The Total Time logged in is probably a non-tweekable SMF feature. I found this thread where someone inquired as to the specifics of its calculus on SMF:
https://www.simplemachines.org/community/index.php?topic=496342.0Aparently:
OK, first thing to understand: the entire concept of a 'session' in SMF terms, like any other online activity, pretty much meaningless.
You are not 'constantly logged in'. Ever. Not even if you select 'forever'. That's mostly a convenience for SMF to remember you rather than having to reauthenticate every hour/day/week/whatever.
It is not, in fact, possible to be 'constantly logged in' in a conventional web based setup, because HTTP doesn't understand the very idea of 'logged in sessions', not at all.
You click a link, in HTTP terms, this is a single request. As far as HTTP - the underlying transport method for the internet - is concerned, the next time you click a link, it's actually irrelevant to the previous one. It doesn't know any different.
What happens, then, is your browser - on your behalf - is sending the details to prove you are who you say you are, by saying 'hey, when I logged in, you gave me this code, here it is again, you know it's me, right?'
What happens is, when you revisit, this same code is provided. SMF reauthenticates you and boom, you're logged back in.
Except that this happens *every single page*. SMF has no way to know whether you're still online reading or not. Right now, you're marked as online, despite (at the time of posting) you made this thread 15 minutes ago.
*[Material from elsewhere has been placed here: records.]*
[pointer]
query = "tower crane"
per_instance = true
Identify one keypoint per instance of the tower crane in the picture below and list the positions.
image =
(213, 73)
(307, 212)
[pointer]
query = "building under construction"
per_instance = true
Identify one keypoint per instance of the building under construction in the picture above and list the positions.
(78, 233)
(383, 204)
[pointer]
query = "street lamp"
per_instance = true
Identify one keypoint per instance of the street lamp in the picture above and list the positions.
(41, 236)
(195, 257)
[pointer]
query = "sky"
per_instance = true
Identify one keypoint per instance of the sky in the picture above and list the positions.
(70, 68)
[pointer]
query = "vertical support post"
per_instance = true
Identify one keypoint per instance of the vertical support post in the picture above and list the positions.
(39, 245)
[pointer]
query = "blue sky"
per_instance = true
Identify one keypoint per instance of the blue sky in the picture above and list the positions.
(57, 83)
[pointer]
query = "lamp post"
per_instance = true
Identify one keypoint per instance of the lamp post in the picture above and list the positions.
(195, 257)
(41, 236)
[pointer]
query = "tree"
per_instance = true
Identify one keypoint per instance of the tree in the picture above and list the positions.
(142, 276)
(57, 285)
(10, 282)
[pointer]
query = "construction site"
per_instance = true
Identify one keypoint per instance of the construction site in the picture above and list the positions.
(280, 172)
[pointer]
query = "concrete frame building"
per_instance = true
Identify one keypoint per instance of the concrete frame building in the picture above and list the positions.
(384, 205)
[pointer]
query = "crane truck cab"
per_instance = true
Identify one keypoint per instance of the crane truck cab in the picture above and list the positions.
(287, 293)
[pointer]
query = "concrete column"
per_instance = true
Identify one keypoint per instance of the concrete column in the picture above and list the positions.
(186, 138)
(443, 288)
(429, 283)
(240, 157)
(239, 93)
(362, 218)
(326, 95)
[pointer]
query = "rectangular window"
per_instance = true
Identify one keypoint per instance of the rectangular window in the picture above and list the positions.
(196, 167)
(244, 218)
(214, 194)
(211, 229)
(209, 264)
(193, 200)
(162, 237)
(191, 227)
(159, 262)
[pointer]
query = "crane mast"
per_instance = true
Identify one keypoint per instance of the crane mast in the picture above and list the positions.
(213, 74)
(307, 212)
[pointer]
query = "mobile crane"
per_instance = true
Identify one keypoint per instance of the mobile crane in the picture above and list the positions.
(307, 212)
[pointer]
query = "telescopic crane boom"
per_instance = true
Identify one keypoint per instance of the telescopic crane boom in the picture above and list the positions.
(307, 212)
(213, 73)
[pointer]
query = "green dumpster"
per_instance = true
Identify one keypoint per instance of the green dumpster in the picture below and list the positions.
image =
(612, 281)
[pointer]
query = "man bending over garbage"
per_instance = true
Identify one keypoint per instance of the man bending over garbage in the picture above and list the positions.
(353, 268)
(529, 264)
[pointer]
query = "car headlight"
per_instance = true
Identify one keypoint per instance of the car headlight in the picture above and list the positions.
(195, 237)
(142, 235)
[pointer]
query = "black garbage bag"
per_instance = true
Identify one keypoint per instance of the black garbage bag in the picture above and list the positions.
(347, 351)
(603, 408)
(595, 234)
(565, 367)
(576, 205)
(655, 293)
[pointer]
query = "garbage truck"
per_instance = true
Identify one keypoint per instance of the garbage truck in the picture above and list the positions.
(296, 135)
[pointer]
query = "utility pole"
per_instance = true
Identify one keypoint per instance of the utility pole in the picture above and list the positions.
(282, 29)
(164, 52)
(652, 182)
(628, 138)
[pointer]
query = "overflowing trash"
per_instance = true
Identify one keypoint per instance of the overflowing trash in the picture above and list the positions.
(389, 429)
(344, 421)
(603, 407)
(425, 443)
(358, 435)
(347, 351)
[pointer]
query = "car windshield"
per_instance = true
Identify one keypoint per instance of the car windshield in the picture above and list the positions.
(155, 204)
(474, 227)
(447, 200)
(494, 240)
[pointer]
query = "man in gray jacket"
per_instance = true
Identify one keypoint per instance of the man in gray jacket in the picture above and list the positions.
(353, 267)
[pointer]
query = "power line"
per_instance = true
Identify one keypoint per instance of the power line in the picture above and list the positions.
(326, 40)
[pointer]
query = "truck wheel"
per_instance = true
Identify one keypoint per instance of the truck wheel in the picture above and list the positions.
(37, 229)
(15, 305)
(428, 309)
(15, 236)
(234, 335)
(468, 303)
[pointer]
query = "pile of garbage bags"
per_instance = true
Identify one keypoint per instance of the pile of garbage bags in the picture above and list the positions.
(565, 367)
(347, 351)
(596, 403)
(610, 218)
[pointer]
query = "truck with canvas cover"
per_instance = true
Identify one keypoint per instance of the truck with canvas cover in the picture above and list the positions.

So even though you could have closed your browser and disappeared for the day, you're still online.
As a result of that, SMF has no real way to calculate when you are or are not online, and makes a guess based on when it receives the reauthentication codes, making an allowance based on too long between visits or not long enough between visits.
The result is that it is *never* going to be correct, it is always going to under-report by a certain factor, and that it basically isn't fixable without redesigning the core of the internet as a whole (though you can sort of cover it by redesigning SMF as a whole to enforce a constant connection, if your server could handle it, pretty much all of them couldn't)
And no amount of session juggling is going to change any of that.
<…> a user who makes more requests over a given period of time will see their online time increase more than a user who makes less requests over the same period of time.
It is an approximation of time spent online, nothing more.
If I’ve read it correctly, those accounts are very possibly constant scrapers (or constant something or other), querying the forum. The algorithm, which is not described in the above quotes, may be adding-up many petitions from multiple sessions on the same account, rendering those extremely incongruent numbers.
For example, My scarper Alt account has a logged-in time of 54 days. The account has been active for just over a year, and is active around 12 hours a week from two different simultaneous sessions. 1 Session over a year would add up 26 days roughly (12h*50 weeks/24h), so 2 sessions querying at the same rate would add up to 52 days (that is my 54 days, give or take).
If we take the first account from the list (@btcnfan), that account has been active for 491 days (give or take). The total Logging time for that account in that period is 4909 days. That could mean that the account has been actively querying the forum for those 491 days from 10 different sessions.
This is all conjecture though, but the forum sure knows if they are bot-type-1-query-per-second-multiple-session type accounts.